Kurban bir “ibadet” olarak İslam’da var. İnsanlık tarihi boyunca bilinen dinlerin çoğunda olduğu gibi. Nitekim İslam öncesi Cahiliye devrinde de kurban var. Putlar ve Allah arasında bölüştürülen kurban var mesela. Fera’ ve atîre kurbanına ise Peygamber ilk dönemde izin verdiyse, sonra bunun haram olduğunu söyleyip yasaklatmış.

Kurbana dair tarih, bunun İslam’ın ayırdedici yönlerinden biri olmadığını gösterir. Nitekim, kurban İslam’ın şartlarından biri arasında değil. Fıkıh tarihinde de bir farz mı, sünnet mi olduğuna dair bir mutabakat sağlanamamış.

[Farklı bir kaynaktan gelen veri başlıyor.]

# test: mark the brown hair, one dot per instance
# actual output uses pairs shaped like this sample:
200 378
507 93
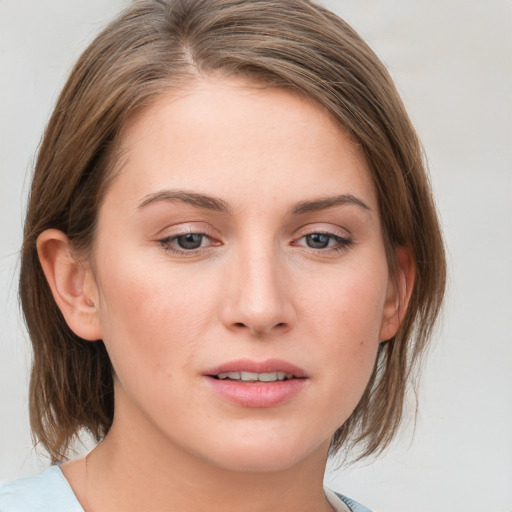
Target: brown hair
157 45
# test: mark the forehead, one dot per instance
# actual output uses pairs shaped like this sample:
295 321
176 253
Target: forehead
228 137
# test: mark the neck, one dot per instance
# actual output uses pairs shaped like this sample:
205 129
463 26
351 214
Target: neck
134 469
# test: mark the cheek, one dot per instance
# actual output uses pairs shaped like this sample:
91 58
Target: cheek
149 315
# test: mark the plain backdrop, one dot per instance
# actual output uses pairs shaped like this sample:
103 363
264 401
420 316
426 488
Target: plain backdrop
452 62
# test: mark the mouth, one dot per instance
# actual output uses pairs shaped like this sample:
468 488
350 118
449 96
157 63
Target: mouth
255 377
250 383
246 370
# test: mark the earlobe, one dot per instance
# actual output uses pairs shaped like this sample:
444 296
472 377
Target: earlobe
71 283
399 293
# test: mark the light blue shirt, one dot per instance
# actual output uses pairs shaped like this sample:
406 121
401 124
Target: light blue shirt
51 492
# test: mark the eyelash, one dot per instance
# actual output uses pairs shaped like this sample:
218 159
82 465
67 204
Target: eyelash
342 243
168 243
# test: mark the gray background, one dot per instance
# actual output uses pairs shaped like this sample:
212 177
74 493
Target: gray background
452 62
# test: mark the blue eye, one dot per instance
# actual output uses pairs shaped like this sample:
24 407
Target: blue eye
185 243
190 241
318 240
328 241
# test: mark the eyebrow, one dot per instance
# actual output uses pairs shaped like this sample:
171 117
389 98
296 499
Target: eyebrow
328 202
192 198
219 205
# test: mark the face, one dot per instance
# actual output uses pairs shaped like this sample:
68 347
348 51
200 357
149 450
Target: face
240 276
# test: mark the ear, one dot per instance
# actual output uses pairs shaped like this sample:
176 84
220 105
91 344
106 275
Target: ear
72 284
398 294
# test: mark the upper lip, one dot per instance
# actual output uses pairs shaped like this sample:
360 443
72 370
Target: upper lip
248 365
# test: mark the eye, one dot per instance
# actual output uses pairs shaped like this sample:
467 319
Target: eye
324 241
190 241
318 240
186 242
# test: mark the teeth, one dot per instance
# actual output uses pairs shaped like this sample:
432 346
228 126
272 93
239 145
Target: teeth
254 377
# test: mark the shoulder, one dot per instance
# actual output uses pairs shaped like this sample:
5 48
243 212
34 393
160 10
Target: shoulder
40 493
342 503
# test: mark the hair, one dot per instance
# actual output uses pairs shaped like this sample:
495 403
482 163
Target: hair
156 46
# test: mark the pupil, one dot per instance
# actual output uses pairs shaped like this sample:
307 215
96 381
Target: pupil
190 241
318 240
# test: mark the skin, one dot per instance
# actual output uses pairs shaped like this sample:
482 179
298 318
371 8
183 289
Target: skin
253 289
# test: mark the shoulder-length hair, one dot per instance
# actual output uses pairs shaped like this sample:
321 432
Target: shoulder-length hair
159 45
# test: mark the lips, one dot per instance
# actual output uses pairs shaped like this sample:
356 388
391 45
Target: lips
256 384
270 366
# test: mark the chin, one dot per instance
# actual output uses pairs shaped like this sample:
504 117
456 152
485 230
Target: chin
267 455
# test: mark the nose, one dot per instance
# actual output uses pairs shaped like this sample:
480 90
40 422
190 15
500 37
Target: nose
257 294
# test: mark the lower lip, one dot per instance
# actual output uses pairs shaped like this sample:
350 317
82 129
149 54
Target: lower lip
257 394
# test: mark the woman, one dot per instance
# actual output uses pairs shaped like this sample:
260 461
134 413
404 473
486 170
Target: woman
231 262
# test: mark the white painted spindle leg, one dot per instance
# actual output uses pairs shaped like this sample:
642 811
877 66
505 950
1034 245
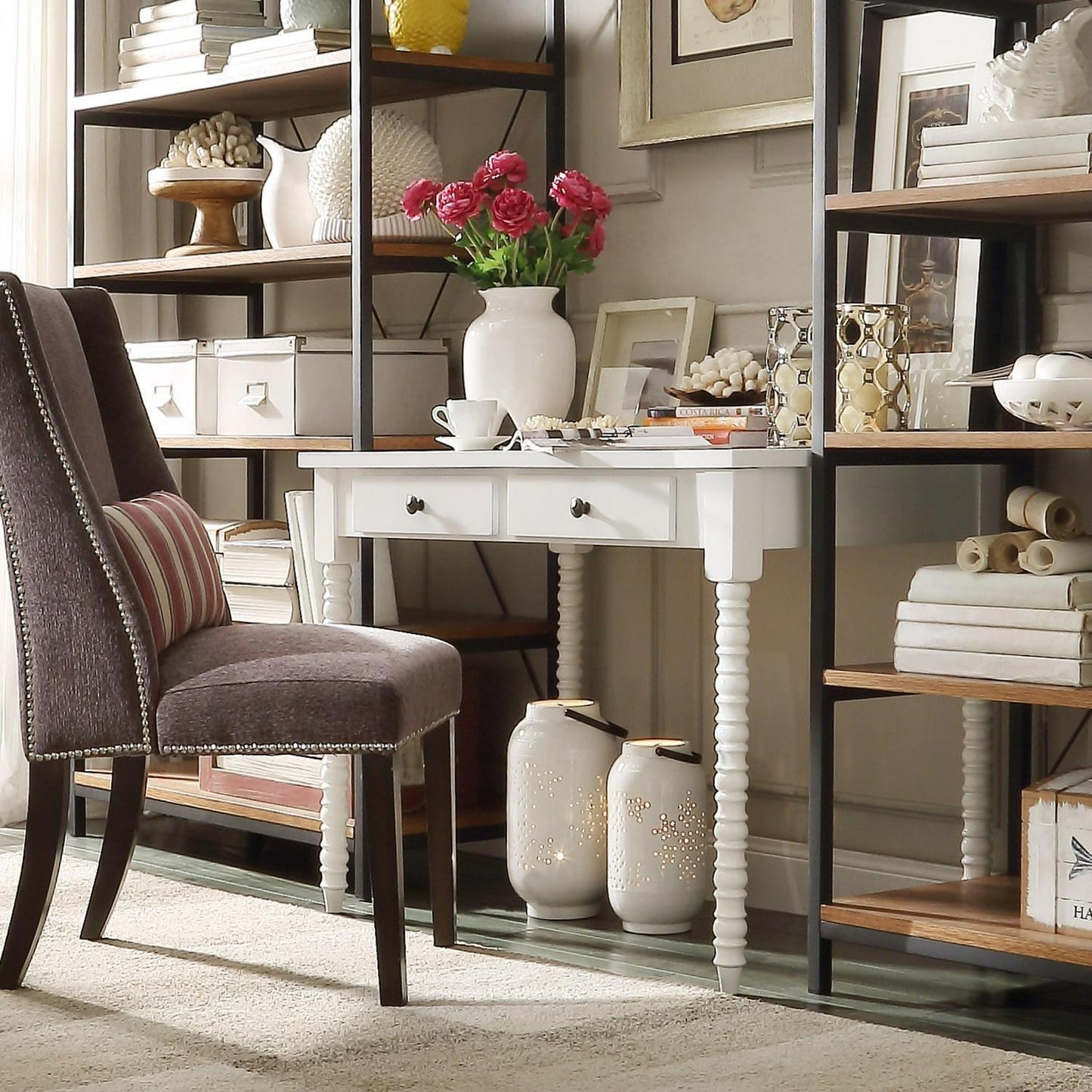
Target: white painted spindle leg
571 620
976 846
729 828
333 815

Eğer birçok konuda dindarların modern döneme dair yaşadıkları sıkıntıları “o günün şartları…”nı ileri sürerek hafifletmeye çalıştıklarını düşünürsek; bu kurban için haydi haydi geçerli. (1)

Müslümanların kendi besledikleri koyun vb. hayvanları kurban ettikleri bir çağda yaşamıyoruz. Hayvan üretim endüstrisinin nasıl bir acımasızlık, zulüm içerdiğini bilmeyen kalmadı. “Ucuz et” talebini karşılamak için büyük bir eziyet ile kıtalar arası getirilen hayvanların kurban edilmesi, nasıl bir “ibadet” oluyor? Büyük marketlerle ortak girilen, paketlenmiş, hisselenmiş olarak satışa sunulan kurbanlar, yanında kıyma makineleri, derin dondurucular vb. aksesuarlar; “ibadet” mi gerçekten?  Yoksa Hüseyin Hatemi’nin deyişiyle “kavurma bayramı” mı? (2)

carrefoursa-kurbanlik-2016

Kurban sektörü devasa bir sektör. Şimdilerde şikayet konusu olan cemaat yapıları, yıllarca kurban derilerinden elde ettikleri gelirlerle yürütmediler mi faaliyetlerini? “İbadet” yakınlaşma sağlamış oldu mu peki bu durumda?

Hac’daki kurban farklı mı? Avustralya’dan uzun gemi yolculukları ile bin bir eziyetle getirilen koyunlar, bir Hac ritüeli olarak kurban ediliyor. Suudilerin tüm bu gelirleri nasıl kullandıklarına dair, dindarların büyük bir çoğunluğunda derin şüpheler var üstelik. Ama gelenek yerini bulmuş mu oluyor? Zarf tamam, ya mazruf?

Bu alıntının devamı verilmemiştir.